Saturday, January 01, 2005

More on the decline of the American empire

So Andrea sent me the following paragraph from the Organic Consumers Association newsletter:

WORLD'S MOST POWERFUL NATION IS SICK
The World Health Organization has announced that the U.S. now has shorter life expectancies and higher infant and child mortality rates than Canada, Japan and all of Western Europe, except Portugal. Factors contributing to this decline in public health include weaker laws on toxic chemicals, higher levels of economic disparity, junk food diets, and a lack of health care access for millions of families. According to the Congressional Budget Office, average prices for pharmaceutical drugs in the top 25 industrialized nations of the world are 35% to 55% lower than in the United States, where profits of pharmaceutical companies are on the rise. Learn more...
Sure enough, the WHO stats are pretty depressing. Gee whiz, within our "WHO region," the two countries with better stats are Cuba and Canada, the ones with socialized medicine. It makes me crazy that the Republicans seems to have a lock-down on the dialogue around socialized medicine, when it seems fairly clear that the "lower quality of care" they fear monger about actually means people live longer and fewer babies die.
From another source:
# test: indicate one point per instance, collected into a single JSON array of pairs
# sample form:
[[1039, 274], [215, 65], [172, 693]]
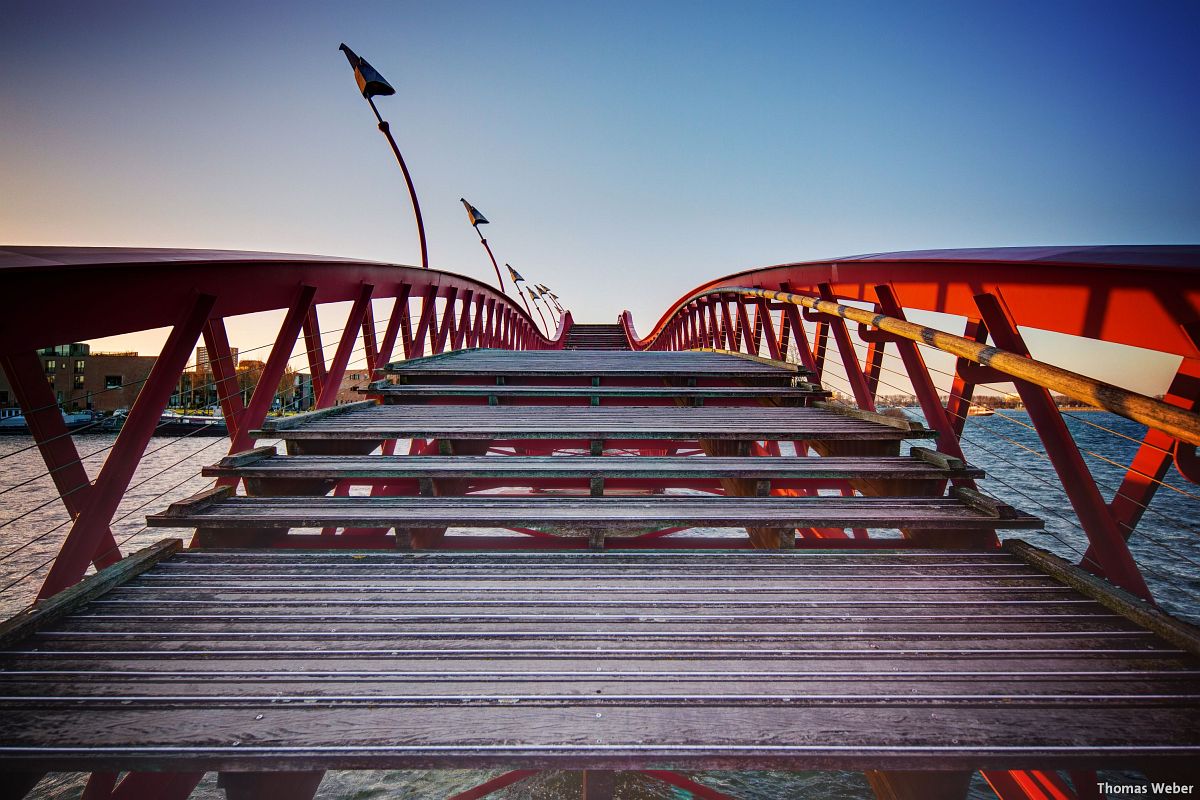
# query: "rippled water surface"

But wait, there's more... When I followed the "learn more" link, it took me to an editorial originally from the LA Times, republished in Common Dreams arguing for reimportation of drugs:
A 2001 study by the consumer advocacy group Public Citizen found that drug companies' favorite customers paid just a little over half the retail price. This leaves the 67 million Americans without insurance to pay cash, with no rebates, at double the prices paid by the most-favored customers.

The fight against re-importation of drugs is a fight to continue to charge our uninsureds full price while giving everyone else a rebate.

But what about all those programs drug companies provide to help the indigent pay for drugs? If they really worked, the Kaiser Family Foundation wouldn't have reported that 15% of uninsured children and 28% of uninsured adults had gone without prescription medication in 2000 because of cost, and 87% of uninsured individuals with serious health problems reported trouble obtaining medication.

People today have to choose between drugs and food. The journal Diabetes Care recently reported on a study of older adults with diabetes. One in three said they went without food to pay for drugs.
Of course, while these policies are a disgusting display of venality, this is not new news for those of us for whom health care is an important issue. What is notable here is the editorial's author: Peter Rost, vice president of marketing at Pfizer.

Go fucking figure. Something tells me Rost may just ignore that memo.